Many of the organizations and entities that are located off Maroon and Castle creeks have done their own traffic studies, but one unified one is necessary, according to Jack Danneberg, the city’s project manager in the engineering department.

“There is insufficient data counts at the roundabout because these past projects focused only on information pertaining to their site,” he wrote to council in a memo. “Obtaining holistic data on traffic congesting in the roundabout will lead to better decisions for any modifications that can be made during the 2022 concrete replacement project.”

If approved by council, the consultants would compile other entities’ existing data and coordinate with them. Then, they would present minor modifications that are aimed at making bigger impacts in traffic flow as stopgaps prior to CDOT’s changes.

Aragon noted that no major modifications would be planned that require infrastructure or changes to the alignment of Highway 82.

City Council members last month discussed their concerns and desire to fix traffic congestion on roads that feed into the roundabout. They said at the time they plan on having a larger conversation with potential fixes in early 2020.

The consultant study was at the request of a previous council to find ways to ease school and skier traffic congestion in the late afternoon on Maroon Creek Road.
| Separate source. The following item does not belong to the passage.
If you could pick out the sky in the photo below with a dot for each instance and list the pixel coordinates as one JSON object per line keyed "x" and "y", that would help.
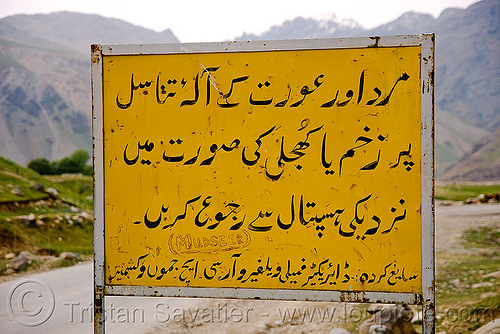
{"x": 219, "y": 20}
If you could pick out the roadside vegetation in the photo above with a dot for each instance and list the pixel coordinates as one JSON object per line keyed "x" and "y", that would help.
{"x": 50, "y": 215}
It was presented to the current council as a check-in, since the request for proposals went out this summer and Kimley-Horn was one of two firms that bid.

Aragon said prior to council’s work session that motorists have noticed striping changes in the roundabout that were made by CDOT last week in an effort to improve traffic flow.
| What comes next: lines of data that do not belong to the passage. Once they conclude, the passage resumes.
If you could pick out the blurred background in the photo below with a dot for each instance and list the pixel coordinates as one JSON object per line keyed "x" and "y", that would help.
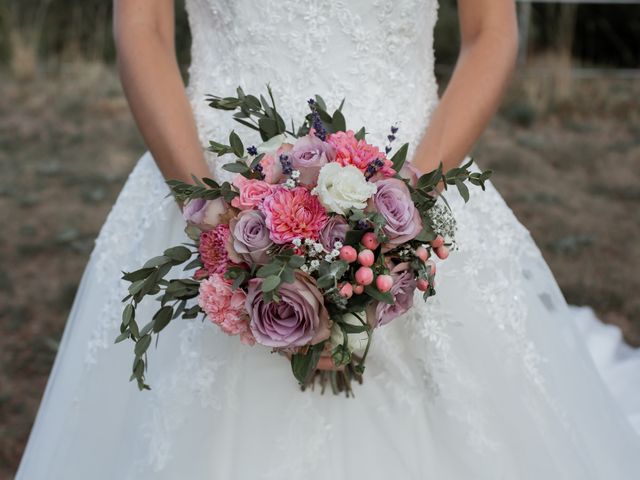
{"x": 565, "y": 148}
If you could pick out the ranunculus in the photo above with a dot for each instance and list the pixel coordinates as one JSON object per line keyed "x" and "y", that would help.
{"x": 403, "y": 288}
{"x": 308, "y": 155}
{"x": 225, "y": 307}
{"x": 293, "y": 214}
{"x": 299, "y": 318}
{"x": 351, "y": 151}
{"x": 334, "y": 231}
{"x": 204, "y": 213}
{"x": 343, "y": 188}
{"x": 250, "y": 238}
{"x": 393, "y": 202}
{"x": 212, "y": 249}
{"x": 252, "y": 192}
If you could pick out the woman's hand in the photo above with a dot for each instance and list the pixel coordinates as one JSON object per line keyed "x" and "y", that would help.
{"x": 489, "y": 44}
{"x": 144, "y": 35}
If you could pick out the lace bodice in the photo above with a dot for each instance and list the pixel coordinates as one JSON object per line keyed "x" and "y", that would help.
{"x": 378, "y": 54}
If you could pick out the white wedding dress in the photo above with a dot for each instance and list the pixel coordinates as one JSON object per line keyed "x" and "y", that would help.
{"x": 490, "y": 379}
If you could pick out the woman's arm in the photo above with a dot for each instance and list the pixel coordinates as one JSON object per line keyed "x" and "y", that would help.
{"x": 489, "y": 43}
{"x": 144, "y": 34}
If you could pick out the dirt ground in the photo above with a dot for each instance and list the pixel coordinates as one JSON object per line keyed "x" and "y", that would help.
{"x": 570, "y": 169}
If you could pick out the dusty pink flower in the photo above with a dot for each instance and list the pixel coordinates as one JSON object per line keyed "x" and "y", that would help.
{"x": 213, "y": 251}
{"x": 293, "y": 214}
{"x": 252, "y": 192}
{"x": 226, "y": 307}
{"x": 298, "y": 319}
{"x": 271, "y": 168}
{"x": 402, "y": 289}
{"x": 351, "y": 151}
A solid yellow line now delineates two lanes, with dotted lines painted coming off it to signal motorists to move into the outside lane if they are planning to exit onto Maroon Creek or Castle Creek roads.

Aragon said drivers are hesitant to move into the outside lane for fear that those entering from the west will cut them off or hit them so they stay in the inside lane until it is time to exit.

“You kind of play this chicken game,” she said of motorists’ patterns. “CDOT believes that will improve traffic and thinks it’s safer that way.”